Les anciens couvents de Lyon/14.4. Fondation

IV
fondation de la chartreuse de lyon

Vers le milieu du mois d’août 1584, un roi de France faisait une entrée solennelle dans sa bonne ville de Lyon. Seigneurs et vilains, gentilshommes et nobles dames, maîtres des jurandes et artisans, gens d’armes et gens d’Église, se pressaient en foule à cette cérémonie royale, mêlant leurs couleurs, leurs costumes et leurs bannières. Parmi les députations religieuses convoquées à cette fête, on remarquait deux moines en blanc scapulaire, à la tête rasée, qui n’avaient guère l’habitude de paraître dans ce tumulte du monde. C’étaient des religieux de la Grande-Chartreuse, au diocèse de Grenoble. Ils venaient demander au roi de France, Henri III, de décider qu’une maison de leur ordre fût établie à Lyon.

Le roi était très favorable aux ordres religieux ; dès la première année de son règne (1574), il avait manifesté aux Chartreux toute sa bienveillance en leur accordant les lettres patentes qui suivent :

« Lettres patentes, qui concernent toutes les Chartreuses, accordées à la demande des Prieur et religieux de la Grande-Chartreuse, portant qu’il est défendu de les inquiéter en manière que ce soit, eux, leurs convers, donnés, familiers et serviteurs domestiques, prendre ni arrêter leurs bêtes et denrées quelconques… Sont les dits suppliants et toutes les maisons de l’ordre, privilégiés, exempts, francs et quittes par tout notre pays du Dauphiné et royaume de France, pour leurs denrées, affoux et provisions, de toute servitude, exaction et paiement de péages, entrées, issues, travers, revers, truyages, gabelles ordinaires et extraordinaires, impôts, emprunts, aides, dixièmes, quatrièmes, tailles, etc.
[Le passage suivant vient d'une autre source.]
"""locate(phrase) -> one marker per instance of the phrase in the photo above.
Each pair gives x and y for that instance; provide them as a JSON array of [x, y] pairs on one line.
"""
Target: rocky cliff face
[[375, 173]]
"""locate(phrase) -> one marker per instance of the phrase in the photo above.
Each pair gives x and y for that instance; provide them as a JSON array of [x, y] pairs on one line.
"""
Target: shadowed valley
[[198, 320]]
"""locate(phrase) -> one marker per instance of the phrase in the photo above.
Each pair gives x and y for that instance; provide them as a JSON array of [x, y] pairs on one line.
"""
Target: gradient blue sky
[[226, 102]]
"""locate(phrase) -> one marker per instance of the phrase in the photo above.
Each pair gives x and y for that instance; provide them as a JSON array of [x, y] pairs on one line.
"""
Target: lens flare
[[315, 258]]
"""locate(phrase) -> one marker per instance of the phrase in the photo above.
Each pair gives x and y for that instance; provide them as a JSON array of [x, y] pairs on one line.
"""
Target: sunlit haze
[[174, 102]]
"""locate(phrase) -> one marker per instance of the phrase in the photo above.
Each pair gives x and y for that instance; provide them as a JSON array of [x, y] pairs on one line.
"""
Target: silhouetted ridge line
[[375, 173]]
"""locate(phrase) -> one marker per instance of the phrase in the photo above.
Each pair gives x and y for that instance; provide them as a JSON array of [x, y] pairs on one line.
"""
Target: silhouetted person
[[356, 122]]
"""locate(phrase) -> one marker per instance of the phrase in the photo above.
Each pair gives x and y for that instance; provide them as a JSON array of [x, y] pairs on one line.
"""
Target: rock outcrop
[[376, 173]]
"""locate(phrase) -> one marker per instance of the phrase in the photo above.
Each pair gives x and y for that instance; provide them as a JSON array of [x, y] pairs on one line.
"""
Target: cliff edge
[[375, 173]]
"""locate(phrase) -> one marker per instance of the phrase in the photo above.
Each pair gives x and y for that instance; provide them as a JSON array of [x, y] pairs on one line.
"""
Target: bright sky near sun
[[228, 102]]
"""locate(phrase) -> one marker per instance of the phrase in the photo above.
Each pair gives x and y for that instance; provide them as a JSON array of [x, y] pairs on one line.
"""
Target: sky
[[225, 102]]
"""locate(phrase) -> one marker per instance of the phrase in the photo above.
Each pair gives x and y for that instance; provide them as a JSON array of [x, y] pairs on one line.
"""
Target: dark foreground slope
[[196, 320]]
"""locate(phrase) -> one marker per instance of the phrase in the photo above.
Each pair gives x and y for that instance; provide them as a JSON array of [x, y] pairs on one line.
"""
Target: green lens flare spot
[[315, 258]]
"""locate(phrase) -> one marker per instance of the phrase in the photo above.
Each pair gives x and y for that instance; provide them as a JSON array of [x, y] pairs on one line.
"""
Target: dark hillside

Signé : le roy dauphin. »

La demande des religieux ne pouvait qu’être bien accueillie par le roi, qui octroya l’autorisation sollicitée et voulut que cette nouvelle fondation prît le nom du Lys-Saint-Esprit, en souvenir de l’ordre de chevalerie qu’il avait institué. Monseigneur de Mandelot, alors gouverneur de la ville, fut chargé d’en choisir l’emplacement. Il y avait, au sommet occidental de la côte Saint-Sébastien, dans une situation merveilleuse et dans la solitude, un vaste territoire, appelé la Giroflée, à cause des fleurs de ce nom qui y croissaient en abondance. C’est cet endroit qui fut choisi pour la fondation nouvelle.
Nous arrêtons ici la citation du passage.